Deputy Rabbitte raises a valid point that is relevant to the any parent receiving the full-time subsidy because they are engaged in recognised study or training. It is also relevant to the mums and dads doing unpaid work experience as part of a recovery programme, which ECI has raised with the Minister.

Minister Zappone confirmed that DCYA is doing research on the work and study issue to inform the regulations and we will continue to liaise on these issues.

 

Calculation of amount of financial support
The Sinn Fein Deputies tabled ECI’s amendment to section 13 Calculation of amount of financial support looking for the standard hours cap to be increased from 15 hours per week to 20 hours per week. As anticipated, because it has a charge on the Exchequer, the amendment was ruled out of order.

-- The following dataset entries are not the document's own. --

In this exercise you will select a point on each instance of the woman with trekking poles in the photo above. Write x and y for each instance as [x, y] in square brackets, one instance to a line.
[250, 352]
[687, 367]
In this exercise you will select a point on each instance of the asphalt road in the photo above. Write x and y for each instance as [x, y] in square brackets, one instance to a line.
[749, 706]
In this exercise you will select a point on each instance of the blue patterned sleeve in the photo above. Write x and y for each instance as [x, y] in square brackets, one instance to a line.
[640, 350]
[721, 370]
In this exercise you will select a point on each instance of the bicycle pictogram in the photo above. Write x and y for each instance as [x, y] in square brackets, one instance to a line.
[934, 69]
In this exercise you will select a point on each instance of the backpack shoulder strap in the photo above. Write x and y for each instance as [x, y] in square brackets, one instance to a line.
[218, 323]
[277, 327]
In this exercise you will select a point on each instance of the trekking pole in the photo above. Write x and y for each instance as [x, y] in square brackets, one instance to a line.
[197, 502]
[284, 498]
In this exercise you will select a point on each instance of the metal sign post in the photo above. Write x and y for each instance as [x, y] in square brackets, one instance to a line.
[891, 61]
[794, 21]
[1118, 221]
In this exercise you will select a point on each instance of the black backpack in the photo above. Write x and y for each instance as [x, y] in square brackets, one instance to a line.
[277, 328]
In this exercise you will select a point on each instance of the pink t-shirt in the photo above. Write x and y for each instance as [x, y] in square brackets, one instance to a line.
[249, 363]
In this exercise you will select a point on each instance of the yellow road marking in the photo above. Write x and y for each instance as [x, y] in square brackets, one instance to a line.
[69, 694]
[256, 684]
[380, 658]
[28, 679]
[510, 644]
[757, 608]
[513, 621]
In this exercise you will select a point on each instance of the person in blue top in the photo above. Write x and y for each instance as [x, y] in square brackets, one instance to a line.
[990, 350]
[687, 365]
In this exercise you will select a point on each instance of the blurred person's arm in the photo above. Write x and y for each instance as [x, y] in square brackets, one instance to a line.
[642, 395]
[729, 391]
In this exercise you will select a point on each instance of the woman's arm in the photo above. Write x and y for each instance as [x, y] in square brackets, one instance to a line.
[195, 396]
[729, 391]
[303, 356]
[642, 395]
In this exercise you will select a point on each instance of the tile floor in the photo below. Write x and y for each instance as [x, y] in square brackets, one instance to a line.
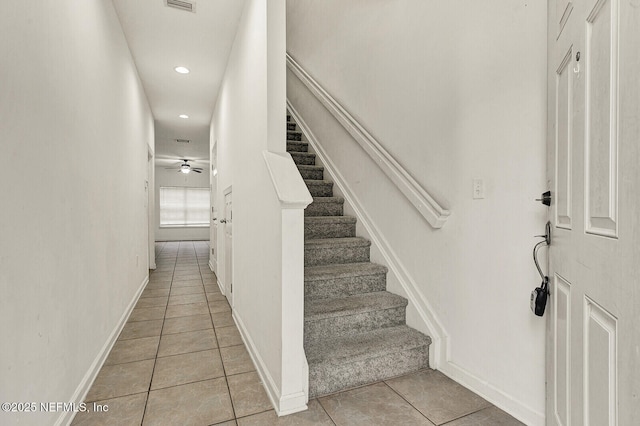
[180, 361]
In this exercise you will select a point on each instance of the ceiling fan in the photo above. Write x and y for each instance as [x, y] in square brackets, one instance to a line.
[185, 167]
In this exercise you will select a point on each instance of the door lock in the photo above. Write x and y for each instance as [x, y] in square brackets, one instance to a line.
[546, 198]
[539, 296]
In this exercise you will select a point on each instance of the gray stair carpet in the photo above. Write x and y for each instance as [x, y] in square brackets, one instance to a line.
[354, 330]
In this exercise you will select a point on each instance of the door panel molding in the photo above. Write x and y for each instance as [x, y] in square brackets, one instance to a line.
[562, 350]
[601, 130]
[563, 136]
[600, 363]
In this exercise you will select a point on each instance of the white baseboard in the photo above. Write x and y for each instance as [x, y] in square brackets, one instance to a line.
[83, 388]
[283, 404]
[518, 409]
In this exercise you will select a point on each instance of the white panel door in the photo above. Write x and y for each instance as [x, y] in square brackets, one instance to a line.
[213, 255]
[593, 333]
[228, 247]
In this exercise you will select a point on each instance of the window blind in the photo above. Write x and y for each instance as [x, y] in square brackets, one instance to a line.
[183, 206]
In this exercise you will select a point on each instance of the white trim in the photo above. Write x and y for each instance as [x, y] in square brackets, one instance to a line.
[437, 350]
[516, 408]
[280, 403]
[85, 384]
[434, 214]
[287, 181]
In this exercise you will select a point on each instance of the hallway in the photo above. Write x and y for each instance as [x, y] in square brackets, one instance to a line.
[180, 360]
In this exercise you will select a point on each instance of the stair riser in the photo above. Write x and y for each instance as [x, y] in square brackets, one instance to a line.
[303, 159]
[344, 286]
[294, 136]
[312, 174]
[329, 255]
[324, 209]
[323, 189]
[297, 146]
[329, 230]
[325, 379]
[351, 325]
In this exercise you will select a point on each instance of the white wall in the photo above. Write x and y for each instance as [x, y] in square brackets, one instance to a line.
[454, 90]
[164, 177]
[249, 118]
[74, 132]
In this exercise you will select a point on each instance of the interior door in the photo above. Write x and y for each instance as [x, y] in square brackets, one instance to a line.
[228, 246]
[593, 329]
[213, 255]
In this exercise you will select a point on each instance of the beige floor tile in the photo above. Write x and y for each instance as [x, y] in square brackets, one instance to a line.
[138, 329]
[216, 297]
[181, 291]
[159, 292]
[192, 341]
[373, 405]
[146, 314]
[149, 302]
[189, 309]
[219, 306]
[200, 403]
[158, 285]
[315, 415]
[187, 298]
[188, 323]
[161, 276]
[228, 336]
[121, 379]
[236, 360]
[126, 410]
[187, 368]
[437, 396]
[248, 394]
[211, 288]
[222, 319]
[491, 416]
[133, 350]
[187, 283]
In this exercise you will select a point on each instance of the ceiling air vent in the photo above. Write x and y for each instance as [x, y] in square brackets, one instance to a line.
[189, 6]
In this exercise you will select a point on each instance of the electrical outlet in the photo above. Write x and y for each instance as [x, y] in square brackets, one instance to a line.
[478, 189]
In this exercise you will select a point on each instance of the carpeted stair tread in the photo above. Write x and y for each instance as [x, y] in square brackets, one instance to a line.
[310, 167]
[323, 200]
[297, 146]
[366, 345]
[319, 188]
[350, 305]
[330, 219]
[342, 270]
[311, 172]
[337, 242]
[329, 227]
[294, 135]
[303, 158]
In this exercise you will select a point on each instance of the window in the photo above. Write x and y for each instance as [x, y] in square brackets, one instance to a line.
[182, 206]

ECI is pleased that the amendment was tabled and aired. While we will continue to advocate for the removal of the 15-hour cap from the ACS, we will also continue to recommend increasing the capped ceiling, where the provisions of Section 14 are not invoked, from 15-hours of childcare per week to 20-hours of childcare per week. We see this as a mitigating measure in the underpinning legislation, which would entitle children to a minimum equivalent of part-time weekly childcare given that 40-hours is the weekly limit per child for the payment of subsidies under the ACS Policy Paper.

Deputies Funchion, Mitchell and Rabbittee tabled ECI’s amendment looking for a 6-month review of section 13. Minister Zappone said that 6 months was too short a period in terms of gathering the evidence required to assess how the scheme is working. She also said that a review of the entire scheme is provided in section 25 Review of Scheme.

However, the wording of section 25 is insufficient to ensure a review of the scheme in a timely manner. It says:

The Minister may, at any time, conduct a review of the operation of the Scheme and, not later than 2 months after completing such review, make a report in writing to each House of the Oireachtas of his or her findings and conclusions resulting from that review.

ECI will be advocating for a new amendment at Report Stage to replace “may” with “shall” and “at any time” with “no later than 1 year after…”. This would also address our recommendation for a review of section 14 Provision for vulnerable children.

 

Provision for vulnerable children
Deputy Rabbitte tabled an amendment to section 14 that sought to automatically extend financial support to the end of the scheme year if a person has received three months or more support. Because of the potential to increase the period of financial entitlement and thus the cost to the Exchequer, the amendment was ruled out of order.

 

Schedule 2 Agreements with certain statutory bodies
Sinn Fein and Deputy Rabbitte tabled an amendment to the description of the role of the Child and Family Agency in Schedule 2 Agreements with Certain Statutory Bodies. They felt the language (“who are not receiving adequate care and protection”) was negative and inappropriate as it implies a failure on the part of the parent. This is very similar to the argument made in ECI’s written submission.

Minister Zappone pointed out that the language came from the Child and Family Agency Act but agreed with the amendment in principle. The new wording, which reads: “To enable participation in a childcare service as part of the provision of child care and family support services by the Child and Family Agency to promote the welfare of children who are in need of additional care nor protection” is being brought before the AG for consideration.

ECI will continue to consult and brief with Oireachats Members as the Bill continues through the Houses. We will keep you advised of the date for Report Stage in the Dáil and welcome any comments or suggestions you have before then.